Size is not everything for mass-market carmakers. But it helps.
As the first estimates of worldwide car sales in 2013 come in, it is clear that Toyota, when its production is combined with that of its affiliates Daihatsu and Subaru, is on the brink of becoming the first member of the “10 million club.”
It will swiftly be followed by GM and Volkswagen, both of which are also enjoying continued growth, especially in the world’s largest car market, China. Makers of luxurious models with strong brands, such as BMW and Jaguar Land Rover, can do well selling relatively small volumes of cars for handsome profits.
But despite rising sales in America and Britain, and the apparent end of a six-year downturn in continental Europe, life is getting more difficult for a squeezed middle, selling mainly mass-market models at margins that are slim at best.
There are plenty of reasons why size matters. Besides the obvious economies of scale and the strong bargaining power with suppliers, being big makes it easier, especially with today’s flexible production lines, to offer an ample product range that can exploit every niche. And the biggest carmaking groups are better able to spread the heavy cost of complying with ever-tougher environmental regulation in the largest economies.
Carmakers are having to hedge their bets, at enormous cost, on a range of technologies they hope will help them comply with stricter emissions standards: battery, hybrid and hydrogen fuel-cell powertrains, as well as improved gasoline and diesel engines. In an announcement that may in part have been crafted to strike fear into the hearts of smaller rivals, VW said in November that it would invest a whopping $114 billion in R&D over the next five years, with two-thirds going to develop new vehicles and technology.
Size is in itself no guarantee of success, nor are those in carmaking’s middle lane bound to fail. But they are under increasing pressure to find ways to compensate for their lack of scale. The most obvious is to get big by merging.
Mergers, alliances and partnerships
On Jan. 1, Fiat struck a $4.35 billion deal to buy the 41 percent of Chrysler it did not already own. Even the merged Fiat-Chrysler will produce “only” 4 million cars. Fiat will dip into Chrysler’s cash pile to finance new models in the hope of boosting annual sales to 6 million vehicles and to increase the proportion of profitable premium cars it sells from its sporty Alfa Romeo and Maserati ranges. But Fiat will remain weak in car-hungry Asia and could do with another deal to make more inroads there.
Another way of bulking up is to stop short of a merger but to build a broad alliance. Renault and Nissan this year celebrate 15 years of their partnership (which recently took in AvtoVAZ of Russia). The combination of Nissan’s technology and cash and Renault’s management has kept both firms alive. But although they share some platforms and parts, the two have largely remained separate businesses.
A more common way to exploit the advantages of scale without the drawbacks of a merger or alliance is through partnerships to create specific technologies.

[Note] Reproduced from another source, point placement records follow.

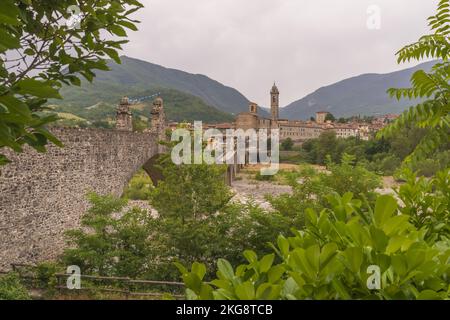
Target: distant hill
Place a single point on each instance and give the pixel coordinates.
(187, 96)
(98, 102)
(364, 95)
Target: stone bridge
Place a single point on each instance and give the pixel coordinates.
(44, 194)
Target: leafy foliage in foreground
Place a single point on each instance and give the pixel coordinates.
(330, 257)
(39, 53)
(11, 288)
(433, 87)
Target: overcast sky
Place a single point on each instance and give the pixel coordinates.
(300, 44)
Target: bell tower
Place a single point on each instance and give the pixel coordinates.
(274, 102)
(124, 120)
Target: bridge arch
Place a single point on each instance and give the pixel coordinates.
(43, 195)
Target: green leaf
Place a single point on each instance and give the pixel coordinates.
(250, 256)
(275, 273)
(429, 295)
(245, 291)
(225, 269)
(180, 267)
(8, 41)
(15, 106)
(384, 209)
(266, 262)
(128, 25)
(354, 258)
(118, 30)
(396, 225)
(9, 13)
(199, 269)
(283, 244)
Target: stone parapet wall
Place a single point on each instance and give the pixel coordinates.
(43, 195)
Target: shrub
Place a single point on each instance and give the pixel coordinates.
(11, 288)
(332, 258)
(139, 187)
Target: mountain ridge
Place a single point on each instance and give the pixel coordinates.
(365, 94)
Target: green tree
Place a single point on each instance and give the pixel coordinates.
(431, 87)
(111, 241)
(191, 191)
(39, 53)
(11, 288)
(326, 145)
(332, 259)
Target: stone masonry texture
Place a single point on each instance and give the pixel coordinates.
(44, 194)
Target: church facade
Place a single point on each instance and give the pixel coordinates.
(298, 130)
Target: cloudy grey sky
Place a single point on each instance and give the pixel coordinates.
(301, 44)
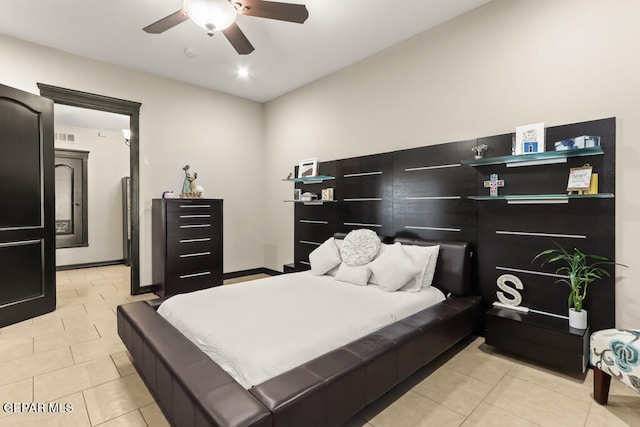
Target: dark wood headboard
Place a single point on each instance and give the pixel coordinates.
(425, 193)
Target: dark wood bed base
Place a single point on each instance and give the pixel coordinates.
(192, 390)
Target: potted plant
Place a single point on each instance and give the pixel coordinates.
(580, 270)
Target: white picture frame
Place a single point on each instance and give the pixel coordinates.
(529, 139)
(580, 178)
(307, 168)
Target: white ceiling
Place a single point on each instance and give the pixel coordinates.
(287, 55)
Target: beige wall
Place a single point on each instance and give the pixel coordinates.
(219, 135)
(508, 63)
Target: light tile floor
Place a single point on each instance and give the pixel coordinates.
(74, 357)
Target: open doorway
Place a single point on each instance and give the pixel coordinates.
(131, 109)
(91, 164)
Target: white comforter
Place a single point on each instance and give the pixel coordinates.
(257, 330)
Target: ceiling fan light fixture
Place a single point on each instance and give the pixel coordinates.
(212, 15)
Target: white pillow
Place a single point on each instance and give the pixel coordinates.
(373, 279)
(360, 247)
(324, 257)
(393, 268)
(420, 255)
(431, 267)
(357, 275)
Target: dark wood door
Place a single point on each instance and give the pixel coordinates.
(27, 233)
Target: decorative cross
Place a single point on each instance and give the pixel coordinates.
(493, 184)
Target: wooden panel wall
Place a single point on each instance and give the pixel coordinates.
(510, 236)
(423, 192)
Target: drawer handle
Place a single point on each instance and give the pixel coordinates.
(196, 254)
(188, 276)
(204, 239)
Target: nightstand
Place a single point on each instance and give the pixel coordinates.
(295, 267)
(538, 337)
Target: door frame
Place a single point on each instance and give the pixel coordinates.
(83, 157)
(75, 98)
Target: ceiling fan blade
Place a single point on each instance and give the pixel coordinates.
(273, 10)
(238, 40)
(167, 22)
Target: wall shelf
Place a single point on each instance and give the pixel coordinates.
(548, 157)
(542, 198)
(311, 202)
(311, 179)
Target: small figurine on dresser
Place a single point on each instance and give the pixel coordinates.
(189, 184)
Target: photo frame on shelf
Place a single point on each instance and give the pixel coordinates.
(580, 179)
(529, 139)
(308, 168)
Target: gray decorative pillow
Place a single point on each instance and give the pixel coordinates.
(359, 247)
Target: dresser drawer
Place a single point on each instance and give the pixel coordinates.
(193, 261)
(192, 206)
(203, 223)
(190, 244)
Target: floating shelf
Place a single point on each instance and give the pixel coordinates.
(548, 157)
(311, 179)
(542, 198)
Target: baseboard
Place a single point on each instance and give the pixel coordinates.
(261, 270)
(89, 265)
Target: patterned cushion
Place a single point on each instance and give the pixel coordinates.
(359, 247)
(617, 353)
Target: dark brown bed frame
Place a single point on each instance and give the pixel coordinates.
(192, 390)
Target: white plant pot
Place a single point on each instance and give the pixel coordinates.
(578, 319)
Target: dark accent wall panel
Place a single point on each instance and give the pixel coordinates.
(365, 193)
(430, 191)
(424, 192)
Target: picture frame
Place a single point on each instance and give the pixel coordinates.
(307, 168)
(529, 139)
(580, 179)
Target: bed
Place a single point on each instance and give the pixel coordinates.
(193, 390)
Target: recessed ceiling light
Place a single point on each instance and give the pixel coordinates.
(190, 52)
(243, 72)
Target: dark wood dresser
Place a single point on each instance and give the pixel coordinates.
(542, 338)
(187, 244)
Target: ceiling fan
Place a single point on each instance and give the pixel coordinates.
(220, 15)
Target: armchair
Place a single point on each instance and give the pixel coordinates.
(614, 353)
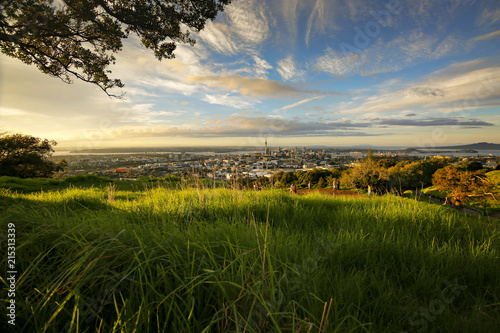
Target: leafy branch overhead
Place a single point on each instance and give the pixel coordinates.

Developing the platforms that underpin vehicles or new engines allows carmakers to share costs and risks.
John Leech of KPMG, a consultancy, reckons that the industry has never seen so many partnerships. Medium-sized firms in particular are looking for ways to plug gaps in their product ranges and technology or to reach new markets. Such technology agreements are a good way of making barely profitable models that comply with emissions regulations.
Carmakers almost always used to develop their own engines. But as the cost of this has risen, the car firms have come to realize how little mass-market customers care about who makes what is under the hood.
The Hyundai-Kia group of South Korea is another maker with prospects of joining the 10 million club one day. Between them the two firms first dominated their home market (Kia in partnership with Ford), before Kia came under the wing of Hyundai during the 1997-98 Asian financial crisis. Being part of a conglomerate that includes a big steelmaker has also helped the group continue to gain critical mass. It has overtaken Ford, whose plan seems to be to muddle along in the middle by cutting its number of brands and platforms. Although it is trying to revive the faded Lincoln premium brand, it sells almost all its cars with the “Blue Oval” badge.